Assignment 2 Example

This is an example exploratory analysis report intended to give you a sense of the scope of assignment 2. This particular report concerns a dataset about motion pictures. This is not an instance of a dataset on the theme of "Data for Civic Participation", but nonetheless serves as an instructive example. Also note that this analysis is far from perfect. There are interesting follow-up questions the analysis does not pursue, and also fundamental data quality and sample selection (filtering) concerns that are ignored. As you read through, ask yourself what you might do differently!

Dataset: Motion Pictures Data

This dataset contains statistics for a sample of 3,201 movies collected in 2010. The data includes movie titles, genres, and box office gross revenues, as well as audience (IMDB) and critic (Rotten Tomatoes) ratings. The dataset combines data from multiple sources: Rotten Tomatoes, The Numbers, and IMDB.
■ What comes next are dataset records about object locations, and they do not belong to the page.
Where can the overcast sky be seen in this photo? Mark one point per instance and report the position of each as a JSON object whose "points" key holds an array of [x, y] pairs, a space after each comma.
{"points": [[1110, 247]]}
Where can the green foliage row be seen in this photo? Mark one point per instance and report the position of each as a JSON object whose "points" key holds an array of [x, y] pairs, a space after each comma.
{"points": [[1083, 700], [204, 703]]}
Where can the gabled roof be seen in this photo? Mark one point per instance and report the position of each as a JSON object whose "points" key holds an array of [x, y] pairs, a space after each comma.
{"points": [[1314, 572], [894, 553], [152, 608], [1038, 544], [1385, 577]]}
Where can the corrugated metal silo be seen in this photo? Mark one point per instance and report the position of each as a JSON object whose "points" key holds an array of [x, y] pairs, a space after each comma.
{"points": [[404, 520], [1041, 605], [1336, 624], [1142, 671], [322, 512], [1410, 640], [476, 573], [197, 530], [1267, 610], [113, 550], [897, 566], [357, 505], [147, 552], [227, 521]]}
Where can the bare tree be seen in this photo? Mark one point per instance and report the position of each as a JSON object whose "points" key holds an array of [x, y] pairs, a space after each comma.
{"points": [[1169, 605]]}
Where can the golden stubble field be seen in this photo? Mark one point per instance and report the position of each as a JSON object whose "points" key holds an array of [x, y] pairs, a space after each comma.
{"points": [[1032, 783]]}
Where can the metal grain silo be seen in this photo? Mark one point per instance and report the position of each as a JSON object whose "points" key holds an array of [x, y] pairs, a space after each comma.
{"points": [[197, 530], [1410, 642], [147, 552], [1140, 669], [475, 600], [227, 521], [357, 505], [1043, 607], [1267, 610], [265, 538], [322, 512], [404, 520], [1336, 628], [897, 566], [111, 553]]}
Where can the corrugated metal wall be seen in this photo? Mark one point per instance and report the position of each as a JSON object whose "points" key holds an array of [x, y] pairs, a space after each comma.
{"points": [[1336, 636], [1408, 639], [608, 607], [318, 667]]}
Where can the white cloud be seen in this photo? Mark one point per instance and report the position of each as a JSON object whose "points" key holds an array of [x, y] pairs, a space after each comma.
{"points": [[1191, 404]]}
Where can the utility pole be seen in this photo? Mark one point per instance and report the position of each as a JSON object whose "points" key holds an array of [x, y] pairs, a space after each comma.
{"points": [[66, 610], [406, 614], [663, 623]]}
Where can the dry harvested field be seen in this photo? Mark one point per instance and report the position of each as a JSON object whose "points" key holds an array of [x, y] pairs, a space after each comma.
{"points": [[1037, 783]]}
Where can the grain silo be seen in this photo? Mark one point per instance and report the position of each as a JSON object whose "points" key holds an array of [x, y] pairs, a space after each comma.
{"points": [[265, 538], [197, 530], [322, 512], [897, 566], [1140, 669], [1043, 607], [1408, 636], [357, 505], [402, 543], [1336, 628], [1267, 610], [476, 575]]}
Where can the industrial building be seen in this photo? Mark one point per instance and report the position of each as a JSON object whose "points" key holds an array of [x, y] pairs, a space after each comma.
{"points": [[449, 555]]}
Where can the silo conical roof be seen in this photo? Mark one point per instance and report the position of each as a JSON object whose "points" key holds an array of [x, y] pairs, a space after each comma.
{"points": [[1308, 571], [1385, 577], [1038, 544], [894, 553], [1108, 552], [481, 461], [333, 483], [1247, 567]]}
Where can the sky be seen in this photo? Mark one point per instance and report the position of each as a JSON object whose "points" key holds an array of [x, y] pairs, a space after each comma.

The data is available online as movies.csv

Initial Analysis Questions

Overarching Question: What factors drive the box office success of motion pictures?
How do films fare in the U.S. vs. worldwide markets?
Do producers strategize release dates for certain kinds of films?
How do fan favorites and critical darlings relate to ticket sales?

Discoveries & Insights

Our analysis starts with plots of individual variables to assess distributions and data quality. As we progress, we build up multi-dimensional views for our analysis questions.

This chart shows the count of movies for each year. The dataset has an uneven distribution, with a long tail of historical films and larger numbers of more recent films (1999-2009). We also see films from the future! These are most likely errors or films in production. As a result, all subsequent views include a filter to remove films with release dates that are either null or have years after 2010 (the publication date of this dataset.)

Next, we look at the number of movies by genre, sorted by count. We see that Drama is the most prevalent, followed by Comedy, Action and Adventure. Some of the categories have many fewer films (less than 100) and so due to sampling error may not be as reliable for assessing overall trends. We also see a "Null" category for (presumably) uncategorized films.

In order to simplify subsequent analyses and ensure a minimum sample size (> 100) per genre, we adjust the genre taxonomy by grouping them together. Here, Comedy and Black Comedy have been merged together, while the Null genre and all other groups with less than 100 films have been combined into a new "Other" category.

We now turn to looking at measures of a films' box office success. Our dataset contains both US Gross and Worldwide Gross fields. As the worldwide results should contain the US results, we first create a new variable that subtracts the US figures from the worldwide result.

This plot shows a scatter plot (with log base 10 scaled axes) comparing those two. We can see that by and large US gross and Worldwide (minus US) gross follow similar patterns. Based on this high level of association, we will largely focus on US gross in subsequent plots.

On the edges of the distributions we find films that are either popular in the US but less so elsewhere (or vice versa). High-grossing films in the US (but not elsewhere) include the Barbershop films and Bad Santa. High-grossing films outside the US unsurprisingly consist of foreign-made films. And a few films are not popular anywhere... :)

This log-scaled dot plot shows the distribution of US gross by genre. Each film is included, along with reference lines for the interquartile range (middle 50% of the data, in grey) and median values (in red). We see that, on median, Adventure films have the greatest revenue, followed by Action films. Next, comedies (both romantic and otherwise), Thrillers, and Horror films show similar central tendencies.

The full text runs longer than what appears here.